********************************************************************************
********************************** Units ***************************************
******************************** Chapter 6 *************************************


*     Let's say we want to create an eGFR dataset that only includes those that have CKD stage 3 or higher
*     This means that we must look at CKD and eGFR separately, as they are measured differently
*     CKD is measured in 'stages' (terms including 'CKD stage 3|stage 4|stage5')
*     eGFR is measured in ml/min/1.73m^2 and we are defining stage 3 ckd or above if eGFR < 60 

global lookup "My file path:\....\CPRD data\Lookup files\"

***************** Step 1: Importing NumUnit ************************************
*     The NumUnit look-up file provides the units, you may need to request this file from your data manager

import delimited "$lookup\NumUnit.txt", stringcols(_all)

save "My file path:\...\Lookup files\numunit.dta"





***************** Step 2: Merging numunit with eGFR data ***********************
*     Suppose our egfr data is in our Working file and named egfr.dta

use "$working\egfr.dta", clear

merge m:1 numunitid using "$lookup\numunit.dta"

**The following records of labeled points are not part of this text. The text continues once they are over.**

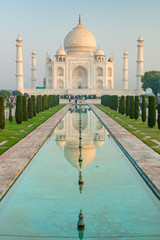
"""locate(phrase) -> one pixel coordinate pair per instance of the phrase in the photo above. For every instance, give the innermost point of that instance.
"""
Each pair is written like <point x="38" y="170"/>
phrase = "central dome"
<point x="80" y="41"/>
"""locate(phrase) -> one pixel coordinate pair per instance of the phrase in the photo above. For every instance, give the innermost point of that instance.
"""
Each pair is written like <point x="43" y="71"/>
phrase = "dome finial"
<point x="79" y="18"/>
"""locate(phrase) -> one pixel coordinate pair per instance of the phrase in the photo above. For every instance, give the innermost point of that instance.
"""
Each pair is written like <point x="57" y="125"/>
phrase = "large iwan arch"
<point x="79" y="78"/>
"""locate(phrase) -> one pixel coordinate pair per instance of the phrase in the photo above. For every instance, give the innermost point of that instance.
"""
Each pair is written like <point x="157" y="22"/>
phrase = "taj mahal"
<point x="80" y="68"/>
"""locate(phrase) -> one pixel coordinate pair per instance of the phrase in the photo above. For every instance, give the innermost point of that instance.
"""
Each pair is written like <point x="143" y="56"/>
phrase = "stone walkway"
<point x="147" y="160"/>
<point x="14" y="160"/>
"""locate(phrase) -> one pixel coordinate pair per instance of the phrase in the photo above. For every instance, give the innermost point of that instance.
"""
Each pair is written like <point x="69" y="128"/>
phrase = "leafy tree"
<point x="131" y="111"/>
<point x="19" y="109"/>
<point x="30" y="108"/>
<point x="127" y="105"/>
<point x="34" y="105"/>
<point x="2" y="115"/>
<point x="136" y="107"/>
<point x="25" y="112"/>
<point x="151" y="111"/>
<point x="158" y="120"/>
<point x="16" y="93"/>
<point x="10" y="114"/>
<point x="143" y="109"/>
<point x="151" y="80"/>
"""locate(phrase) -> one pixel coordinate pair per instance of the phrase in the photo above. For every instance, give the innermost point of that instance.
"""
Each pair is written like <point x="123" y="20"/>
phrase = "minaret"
<point x="19" y="64"/>
<point x="140" y="63"/>
<point x="125" y="70"/>
<point x="34" y="70"/>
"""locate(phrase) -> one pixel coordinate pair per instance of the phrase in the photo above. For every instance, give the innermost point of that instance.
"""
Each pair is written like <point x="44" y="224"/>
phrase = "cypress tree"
<point x="143" y="109"/>
<point x="43" y="104"/>
<point x="127" y="105"/>
<point x="131" y="111"/>
<point x="136" y="107"/>
<point x="57" y="99"/>
<point x="123" y="105"/>
<point x="151" y="111"/>
<point x="51" y="101"/>
<point x="10" y="114"/>
<point x="19" y="109"/>
<point x="40" y="103"/>
<point x="34" y="105"/>
<point x="37" y="104"/>
<point x="48" y="102"/>
<point x="115" y="102"/>
<point x="158" y="120"/>
<point x="30" y="108"/>
<point x="2" y="115"/>
<point x="25" y="112"/>
<point x="54" y="100"/>
<point x="119" y="108"/>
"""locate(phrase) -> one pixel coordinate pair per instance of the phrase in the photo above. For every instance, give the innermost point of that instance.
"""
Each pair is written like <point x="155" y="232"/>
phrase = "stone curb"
<point x="15" y="160"/>
<point x="145" y="160"/>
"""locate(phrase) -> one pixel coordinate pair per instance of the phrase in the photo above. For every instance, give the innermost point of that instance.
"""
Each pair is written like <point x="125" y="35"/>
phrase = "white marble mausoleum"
<point x="79" y="68"/>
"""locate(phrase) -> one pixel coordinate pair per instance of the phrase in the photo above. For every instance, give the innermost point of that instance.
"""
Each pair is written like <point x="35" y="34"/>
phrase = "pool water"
<point x="46" y="200"/>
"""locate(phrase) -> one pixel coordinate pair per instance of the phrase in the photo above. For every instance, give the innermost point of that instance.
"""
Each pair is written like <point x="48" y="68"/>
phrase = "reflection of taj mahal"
<point x="67" y="136"/>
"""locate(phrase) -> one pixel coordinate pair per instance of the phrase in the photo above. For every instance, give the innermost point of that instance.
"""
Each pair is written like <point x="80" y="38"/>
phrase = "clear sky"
<point x="43" y="25"/>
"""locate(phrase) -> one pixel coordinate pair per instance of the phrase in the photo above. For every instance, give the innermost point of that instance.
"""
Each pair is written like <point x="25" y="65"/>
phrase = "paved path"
<point x="147" y="159"/>
<point x="14" y="160"/>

***************** Step 3: Exploring the units **********************************

replace value="" if value=="NA"

*     Since they are imported as string, we need to destring
destring value, replace


*     Looking at the types of units that are included in this dataset, it may be a very long list
tab description


*     Dropping missing or values == 0 as they are not included in our definition
drop if value==.
drop if value ==0





***************** Step 4: Keeping suitable units *******************************
*     The general units is ml/min/1.73m^2. This can be written in different ways, e.g. ml/min/1.73 m2 so we must include these to keep
*     It is good to sort tab description descending, so you can see the most used units.

gen removeunit = .



*     The units below are not used to generate the ml/min/1.73m^2. The number of units that use these descriptions are small, so we can drop them.
replace removeunit=1 if description=="s" | description=="ratio" | description=="see *" | description=="." | description=="See below" | description=="UNKNOWN UNITS" 

drop if removeunit ==1



*     What if the number of units is high?
*     Suppose the most common units is 'UNITS' and has a large range of 0.1 to 1000. After consulting with the team, we decide to keep those that are <60  even though the units are not the general metric units.





***************** Step 5: Using the definition *********************************
*     We have noted that stage 3 CKD or above is <60 eGFR value 

gen possstage3ckd = 1 if value <60  


keep if possstage3ckd ==1


save "My file path:\...\Working\egfr_stage3.dta"